TeD - Há um fato curioso. O processo de ruptura se fez no campo político e também no campo organizacional.
Apolônio - Exatamente.

TeD - As propostas que surgiram, no fundo, tentavam fazer certa crítica à estrutura partidária tradicional, revelando divergências entre as várias alternativas que foram colocadas. Marighella, especialmente, partiu para a negação completa da estrutura partidária.
Apolônio - “Não cometerei o erro de criar um terceiro partido.”

TeD -  Vocês não se aliaram ao Marighella nessa posição. Mas ao mesmo tempo estavam rompendo com a estrutura partidária tradicional. A proposta de vocês tinha algum objetivo de resgatar a base leninista do partido? Vocês tinham uma preocupação nesse sentido? Ou onde acaba o leninismo e onde começa o stalinismo?
Apolônio - Eu fugiria dessas formas, porque elas não estavam presentes em nós, de maneira nenhuma. Nós tínhamos, naturalmente, a idéia de nos manter num partido. Não queríamos acabar com o partido como queria Marighella, negar o partido. Tentamos, inclusive por meio da luta interna, transformar o PCB. Mas na realidade nosso despreparo fez com que nós, no fundo, não soubéssemos modificar de maneira efetiva e sensível a imagem do velho partido. Rompemos oficialmente com o PCB na X Convenção Regional, em 23 de setembro de 1967. Muito bem, no dia 1º de outubro, reunimos em Niterói delegados de todas as organizações contestadoras da direção do partido: Rio Grande do Sul, São Paulo, Rio, Guanabara, Paraná e Minas Gerais e companheiros contestadores do Nordeste. Nós queríamos criar um partido, modificar esse partido em tudo que fosse necessário, ver as sugestões, manter o partido. Aí nos defrontamos com a ausência de Marighella e “Toledo” [Joaquim Câmara Ferreira], de São Paulo. Substitui-se o roteiro da reunião porque não haveria unidade. Nós pensávamos num partido novo, capaz de dar verdadeiramente orientação nova à luta de classes no país.

TeD -  Não tinha havido um contato anterior com Marighella e Toledo a respeito dessa proposta?
Apolônio -Toledo tinha posições definidas. Queria nos ganhar para eliminar o partido, a luta armada sem o partido. Ele tinha um xodó tremendo por nossa organização no estado do Rio. Ele era particularmente sensível à figura do Miguel Batista, por exemplo, e outros. E nós tínhamos um carinho imenso por ele, mas não arredávamos pé da luta armada com o partido.

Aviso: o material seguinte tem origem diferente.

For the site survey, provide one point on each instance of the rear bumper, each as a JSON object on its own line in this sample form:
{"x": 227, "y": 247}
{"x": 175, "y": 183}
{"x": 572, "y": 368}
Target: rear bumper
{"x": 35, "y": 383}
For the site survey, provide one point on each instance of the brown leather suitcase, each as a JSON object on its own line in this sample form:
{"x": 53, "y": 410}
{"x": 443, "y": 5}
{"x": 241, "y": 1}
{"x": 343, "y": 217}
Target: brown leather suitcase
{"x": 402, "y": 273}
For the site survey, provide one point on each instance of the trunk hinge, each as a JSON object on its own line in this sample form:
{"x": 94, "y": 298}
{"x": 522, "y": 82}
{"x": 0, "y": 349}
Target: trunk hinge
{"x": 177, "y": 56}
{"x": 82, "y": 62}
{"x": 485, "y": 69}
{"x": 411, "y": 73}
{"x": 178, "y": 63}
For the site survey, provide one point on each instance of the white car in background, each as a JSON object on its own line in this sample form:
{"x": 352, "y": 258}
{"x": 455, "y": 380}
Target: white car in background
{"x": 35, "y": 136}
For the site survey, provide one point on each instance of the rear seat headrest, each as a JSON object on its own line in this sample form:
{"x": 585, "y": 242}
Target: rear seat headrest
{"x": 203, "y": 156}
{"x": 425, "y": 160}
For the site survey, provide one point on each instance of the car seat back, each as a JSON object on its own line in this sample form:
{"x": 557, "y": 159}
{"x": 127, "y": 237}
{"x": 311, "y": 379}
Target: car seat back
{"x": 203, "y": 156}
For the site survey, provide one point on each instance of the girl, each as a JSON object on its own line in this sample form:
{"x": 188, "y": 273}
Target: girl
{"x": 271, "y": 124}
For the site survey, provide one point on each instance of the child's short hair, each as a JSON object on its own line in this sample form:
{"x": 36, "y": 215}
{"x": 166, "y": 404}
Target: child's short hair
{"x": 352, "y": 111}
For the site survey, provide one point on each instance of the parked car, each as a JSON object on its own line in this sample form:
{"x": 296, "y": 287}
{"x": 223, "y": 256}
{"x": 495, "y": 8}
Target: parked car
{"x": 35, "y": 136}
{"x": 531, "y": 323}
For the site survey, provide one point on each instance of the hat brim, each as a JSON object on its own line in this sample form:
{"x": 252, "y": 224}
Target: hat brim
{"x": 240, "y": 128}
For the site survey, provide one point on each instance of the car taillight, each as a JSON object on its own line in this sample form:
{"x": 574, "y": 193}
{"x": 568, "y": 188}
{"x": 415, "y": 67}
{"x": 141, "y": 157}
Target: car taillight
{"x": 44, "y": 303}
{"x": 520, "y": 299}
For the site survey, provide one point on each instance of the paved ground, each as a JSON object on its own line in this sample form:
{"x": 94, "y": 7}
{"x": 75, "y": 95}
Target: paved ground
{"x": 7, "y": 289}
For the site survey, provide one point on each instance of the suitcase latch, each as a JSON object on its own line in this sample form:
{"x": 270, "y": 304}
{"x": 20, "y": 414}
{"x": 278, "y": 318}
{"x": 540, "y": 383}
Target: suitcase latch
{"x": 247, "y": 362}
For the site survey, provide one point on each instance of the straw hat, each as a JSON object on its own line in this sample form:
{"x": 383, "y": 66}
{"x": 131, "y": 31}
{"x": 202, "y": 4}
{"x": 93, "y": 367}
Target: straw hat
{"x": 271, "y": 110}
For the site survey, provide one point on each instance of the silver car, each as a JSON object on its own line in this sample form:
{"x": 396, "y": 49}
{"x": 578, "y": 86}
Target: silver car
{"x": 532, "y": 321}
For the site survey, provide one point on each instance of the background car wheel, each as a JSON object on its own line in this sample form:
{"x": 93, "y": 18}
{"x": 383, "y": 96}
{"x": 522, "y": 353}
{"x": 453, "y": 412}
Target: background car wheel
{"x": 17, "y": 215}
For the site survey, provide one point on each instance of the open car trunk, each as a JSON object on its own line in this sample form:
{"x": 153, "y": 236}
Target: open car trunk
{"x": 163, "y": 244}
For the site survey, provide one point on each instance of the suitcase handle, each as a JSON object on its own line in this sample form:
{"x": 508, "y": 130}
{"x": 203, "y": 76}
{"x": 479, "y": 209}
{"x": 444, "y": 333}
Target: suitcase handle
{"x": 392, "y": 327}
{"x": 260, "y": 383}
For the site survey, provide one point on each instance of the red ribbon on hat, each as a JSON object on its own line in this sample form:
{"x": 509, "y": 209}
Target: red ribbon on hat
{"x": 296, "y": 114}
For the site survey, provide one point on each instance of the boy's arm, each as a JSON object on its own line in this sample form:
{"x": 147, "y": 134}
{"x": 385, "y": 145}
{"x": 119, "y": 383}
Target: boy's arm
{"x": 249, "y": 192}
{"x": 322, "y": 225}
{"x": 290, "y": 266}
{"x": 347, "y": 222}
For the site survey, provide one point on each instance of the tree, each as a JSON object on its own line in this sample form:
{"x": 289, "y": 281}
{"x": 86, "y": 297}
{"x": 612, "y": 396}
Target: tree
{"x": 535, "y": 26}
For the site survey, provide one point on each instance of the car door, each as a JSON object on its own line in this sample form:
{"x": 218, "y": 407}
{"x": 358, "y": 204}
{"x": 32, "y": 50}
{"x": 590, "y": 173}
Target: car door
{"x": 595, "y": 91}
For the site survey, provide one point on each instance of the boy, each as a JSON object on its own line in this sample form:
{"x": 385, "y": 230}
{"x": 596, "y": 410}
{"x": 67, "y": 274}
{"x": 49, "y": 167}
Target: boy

TeD -  A resistência maior se localiza em Toledo?
Apolônio - No Marighella, fundamentalmente. Câmara Ferreira era um homem que acompanhava Marighella. Mas, na minha opinião, no fundo ele estava conosco. E depois deslizou para a posição de correção parcial etc., mas já estava demasiado engajado. E, para evitar uma ruptura entre as forças contestadoras, nós estabelecemos as bases de um compromisso: uma direção provisória, composta por seis elementos, um de São Paulo, Marighella, sendo presidente da Comissão, dois do estado do Rio, dois da Guanabara e um de Minas Gerais, estados próximos, para podermos nos reunir. Minas Gerais nunca veio, São Paulo nunca veio e funcionamos os dois do Rio e os dois da Guanabara. O objetivo era preparar uma conferência seis meses depois, portanto em março de 1968, para decidirmos essas questões. Claro que preparamos essa conferência, mas São Paulo já tinha criado, em fevereiro, o Agrupamento Comunista de São Paulo. O MR-8 estava trabalhando por outros lados. A corrente de Minas Gerais estava olhando com desconfiança os nossos caminhos e não quis vir.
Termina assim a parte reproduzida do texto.